Enfin, quand on dit « la bourgeoisie », c’est aussi vaste que réducteur, puisqu’apparemment, il s’agit autant de l’aristocratie que la bourgeoisie financière ou la jet-set (c’est en tout cas ce qu’évoque pour moi le titre de leur livre « le ghetto du gotha », titre certes dû à l’éditeur).
Plus que l’article, c’est le reportage consacré à nos deux sociologues sur une chaîne publique et disponible -pour combien de temps encore ?- sur Internet qui m’a intéressé. Ils ont en effet été suivi dans leurs rencontres, avec un point commun : personne ici n’intervient comme bourgeois, comme capitaliste ou jet-setteur. Ce sont exclusivement des aristocrates qui sont interviewés, et tous sur le thème - ça tombe bien, c’est le thème officiel de l’étude - de la défense des espaces (naturels, historiques, sociaux, …).

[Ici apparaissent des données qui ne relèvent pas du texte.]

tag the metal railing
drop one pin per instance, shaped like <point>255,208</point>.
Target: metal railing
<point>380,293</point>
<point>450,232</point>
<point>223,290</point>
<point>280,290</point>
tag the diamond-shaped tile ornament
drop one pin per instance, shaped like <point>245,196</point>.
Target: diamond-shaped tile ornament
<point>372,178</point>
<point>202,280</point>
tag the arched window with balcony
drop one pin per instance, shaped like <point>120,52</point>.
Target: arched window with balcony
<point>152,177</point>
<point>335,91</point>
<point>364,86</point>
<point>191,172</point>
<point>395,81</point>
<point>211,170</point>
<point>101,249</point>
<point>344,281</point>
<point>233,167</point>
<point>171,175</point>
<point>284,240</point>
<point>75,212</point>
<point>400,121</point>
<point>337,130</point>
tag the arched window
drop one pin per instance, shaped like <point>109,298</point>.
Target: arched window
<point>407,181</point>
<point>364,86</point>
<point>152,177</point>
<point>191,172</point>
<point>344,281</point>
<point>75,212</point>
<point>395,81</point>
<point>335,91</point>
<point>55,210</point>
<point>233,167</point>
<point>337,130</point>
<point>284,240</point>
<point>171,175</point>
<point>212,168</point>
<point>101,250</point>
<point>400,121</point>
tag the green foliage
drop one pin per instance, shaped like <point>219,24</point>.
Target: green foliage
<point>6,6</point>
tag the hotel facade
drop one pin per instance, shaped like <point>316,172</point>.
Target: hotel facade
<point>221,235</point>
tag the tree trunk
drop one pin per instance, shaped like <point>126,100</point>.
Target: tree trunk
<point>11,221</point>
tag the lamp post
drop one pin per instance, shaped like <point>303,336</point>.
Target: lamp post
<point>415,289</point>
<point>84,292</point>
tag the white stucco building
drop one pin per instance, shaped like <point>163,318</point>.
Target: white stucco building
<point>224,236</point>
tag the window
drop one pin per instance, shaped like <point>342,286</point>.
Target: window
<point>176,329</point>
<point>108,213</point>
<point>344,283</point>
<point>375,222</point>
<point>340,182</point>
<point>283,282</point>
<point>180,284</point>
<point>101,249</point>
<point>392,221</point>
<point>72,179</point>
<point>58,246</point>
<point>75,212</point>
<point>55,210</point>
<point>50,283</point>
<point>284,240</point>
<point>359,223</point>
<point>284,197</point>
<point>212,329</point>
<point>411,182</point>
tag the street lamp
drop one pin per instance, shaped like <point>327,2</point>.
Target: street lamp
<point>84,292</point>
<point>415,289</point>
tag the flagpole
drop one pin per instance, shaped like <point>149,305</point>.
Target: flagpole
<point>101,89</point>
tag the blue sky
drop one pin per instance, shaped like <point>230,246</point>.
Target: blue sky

Si vous regardez jusqu’à la fin - ce que je ne peux que vous conseiller -, quelques petites remarques :
- Les Pinçon ont réussi remarquablement un exercice particulièrement difficile : faire parler une catégorie de personnes (caste ?) habituellement partisane de la discrétion. C’est un vrai tour de force.
- A la différence de certaines émissions sensationnalistes, ce qui est présenté est un quotidien, des valeurs et croyances, approches de vie, qui ne sont pas caricaturales (dans l’ensemble). Oubliez les châteaux, oubliez l’argent : ce que disent ces gens là est globalement représentatif. Ils portent des patronymes connus (Harcourt, Nicolay, rohan …), mais vous retrouverez la même construction d’esprit chez bien d’autres, une grande majorité d’entre eux, quelque soit le nom qui suit la particule, leur position sociale ou économique.
En même temps que je dis cela, je suis gêné par un aspect très fort de ce reportage. Les Pinçon ne s’en cachent pas, ils cherchent à comprendre comment fonctionne cette « oligarchie », pour mieux la détruire (cf infra). Il s’agit donc autant d’une démarche sociologique (leur métier) que militante et politique. Autant ils décortiquent les mécanismes de cette classe sociale, autant ils greffent dessus des arrières pensées, plus politiques et franchement désagréables. Exemple tiré de l’épisode 5 (à partir de 2"30) :
Monique Pinçon : on était sur la stratégie de condescendance … Vous me recevez […] vous êtes très très gentil avec moi, extrêmement courtois […] vous me mettez totalement à l’aise […] et […] dans la politesse extrême, y’a une façon de nier la distance sociale, tout en affirmant la distance sociale.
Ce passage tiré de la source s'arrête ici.